H.W. McCormick was editor of the weekly Clovis Tribune newspaper. Subscriptions were $1.50 yearly, six months .75 or three months .50 (in advance). “Birth, marriage and death notice published free of charge, but they must come in a reliable way.”
The following articles appeared in the April 6, 1906 edition.
R.E.L. Good advertisement (our first merchant) displayed the $350 piano the Tribune was offering in a contest to increase their subscribers. The following ladies brought in the most votes for the contest: Miss Lucy McAfee, Miss Lula Smith (she would marry Dr. M. S. McMurtry in 1911) and Mrs. Katherine Bell who would serve as our postmistress from 1910 to 1924.
A surprise April Fools party was held in the Temperance Colony, which was located south of Mill Ditch, McKinley between Fowler and Temperance. The Colony was established by Moses J. Church in 1877. We recognize him as “father” of our canal system. He was a devout Seventh Day Adventist and asked families who lived there, “not to make or sell any intoxicating liquors,” thus the name Temperance.

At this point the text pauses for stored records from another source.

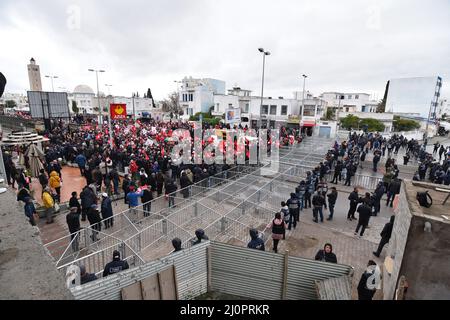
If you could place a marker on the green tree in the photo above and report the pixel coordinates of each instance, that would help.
(10, 104)
(382, 105)
(372, 125)
(75, 107)
(171, 103)
(405, 124)
(330, 114)
(353, 122)
(350, 122)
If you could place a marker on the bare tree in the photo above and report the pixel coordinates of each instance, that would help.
(171, 104)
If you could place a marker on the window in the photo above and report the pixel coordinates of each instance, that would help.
(264, 109)
(309, 111)
(273, 110)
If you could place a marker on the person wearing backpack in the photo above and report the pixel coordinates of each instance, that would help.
(293, 205)
(393, 190)
(385, 236)
(332, 198)
(278, 227)
(285, 214)
(43, 179)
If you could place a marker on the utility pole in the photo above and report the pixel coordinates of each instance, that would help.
(303, 99)
(100, 111)
(265, 53)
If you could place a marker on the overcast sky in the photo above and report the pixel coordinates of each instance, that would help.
(354, 45)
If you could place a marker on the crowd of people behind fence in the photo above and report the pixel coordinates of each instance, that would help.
(142, 149)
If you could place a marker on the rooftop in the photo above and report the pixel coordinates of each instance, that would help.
(437, 211)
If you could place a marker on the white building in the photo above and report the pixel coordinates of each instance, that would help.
(414, 95)
(196, 95)
(84, 96)
(443, 108)
(140, 107)
(350, 102)
(20, 100)
(34, 76)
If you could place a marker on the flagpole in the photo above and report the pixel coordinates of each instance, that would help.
(109, 128)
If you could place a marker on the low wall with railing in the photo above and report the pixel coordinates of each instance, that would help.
(213, 266)
(191, 276)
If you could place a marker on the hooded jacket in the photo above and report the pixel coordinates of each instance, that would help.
(327, 257)
(54, 181)
(256, 242)
(387, 230)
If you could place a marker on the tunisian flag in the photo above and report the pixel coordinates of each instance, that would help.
(118, 111)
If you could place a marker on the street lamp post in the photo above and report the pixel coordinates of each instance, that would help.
(264, 53)
(51, 78)
(100, 111)
(98, 95)
(303, 99)
(108, 86)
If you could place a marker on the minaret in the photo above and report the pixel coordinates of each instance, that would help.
(34, 76)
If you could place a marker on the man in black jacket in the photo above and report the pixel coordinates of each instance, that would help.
(326, 254)
(86, 277)
(88, 198)
(146, 199)
(354, 200)
(294, 210)
(394, 189)
(256, 242)
(385, 236)
(365, 212)
(337, 172)
(73, 202)
(116, 265)
(377, 195)
(126, 186)
(366, 290)
(171, 189)
(332, 197)
(318, 202)
(95, 221)
(184, 184)
(43, 179)
(73, 222)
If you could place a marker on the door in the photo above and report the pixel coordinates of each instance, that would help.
(272, 124)
(324, 132)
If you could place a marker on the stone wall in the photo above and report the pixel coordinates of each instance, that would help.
(397, 244)
(27, 272)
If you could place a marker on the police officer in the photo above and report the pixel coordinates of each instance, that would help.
(294, 210)
(116, 265)
(200, 234)
(256, 242)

The Royal Neighbors organized the outing and supplied a tallyho (a fast pleasure coach pulled by four horses) and several private buggies that delivered guests to the Hawthorne residence. It was noted “merry games” were played and an abundant supper was served.
The editor addressed the need to be a “good citizen and not to hide the true status of possessions when the assessor arrived.” He stated, “A sin of omission is equally as reprehensible as a sin of commission.” He also noted twenty thousand people in Spokane, WA cleaned the city of refuse and filth. They were not paid and the editor suggested, “It would be a grand good thing for our coast line and the great San Joaquin Valley.”
The DeWitt Land Co., (pioneer Frank Drury was their agent) advertised, “Your choice among our best residence lots, for one week at half price. Must have money.”
The McCord Hall, located north of the north west corner of Clovis and Fourth, advertised admission to their program, .25 and .15 cents. Some acts of entertainment included seven young ladies that would pantomime with music “Nearer My God to Thee,” a pantomime Cantata and Tableau of “The Ten Virgins” portrayed by ten young ladies, a comedy without voice in three acts, and “Blessed, not quite so blessed and doubly blessed.” It was not until 1916 that the first Clovis Theater kiss would be allowed.
The 1902 Hotel Hoblitt, North West corner of Fourth and Pollasky, advertised, “One block west of depot. Fine rooms, well furnished, meals 25 cents.” The third floor of the hotel was destroyed by fire in 1927.
The Mint, Needham & Null advertisement, “The purest of brews on draught. Bottled beers for family use. The absolute purity and medicinal quality of our best beer makes it a household necessity. Try a few bottles or a case. Call and sample our goods.” They were located on Front Street (Clovis Ave). We would become a “dry” community after our incorporation as a city on February 27, 1912.
The McCormick Realty Co. advertised 320 acres, grain ranch $5,760, terms; 15 acres two miles from Clovis, 8 ½ acres Muscat vines, 8 years old, balance pasture and alfalfa, house 24×24, barn 10×24 with sheds, chicken, house and yard, $1,400 and a new residence 4 rooms and pantry, two lots, fenced $600. Half cash.
Dr. G. H. Bland completed his training at the County Hospital and established his residence and office at the Hoblitt Hotel.
The Clovis Hotel was built in 1896 on the North West corner of Clovis Ave and Fourth Street (opposite the Southern Pacific Depot). The proprietor, Mr. E. M. Dineen, advertised the three story hotel as providing good bed 25 cents and best meal in town also 25 cents. The hotel was destroyed by fire in 1913.
It happened in Clovis in 1906. It is a part of our rich heritage.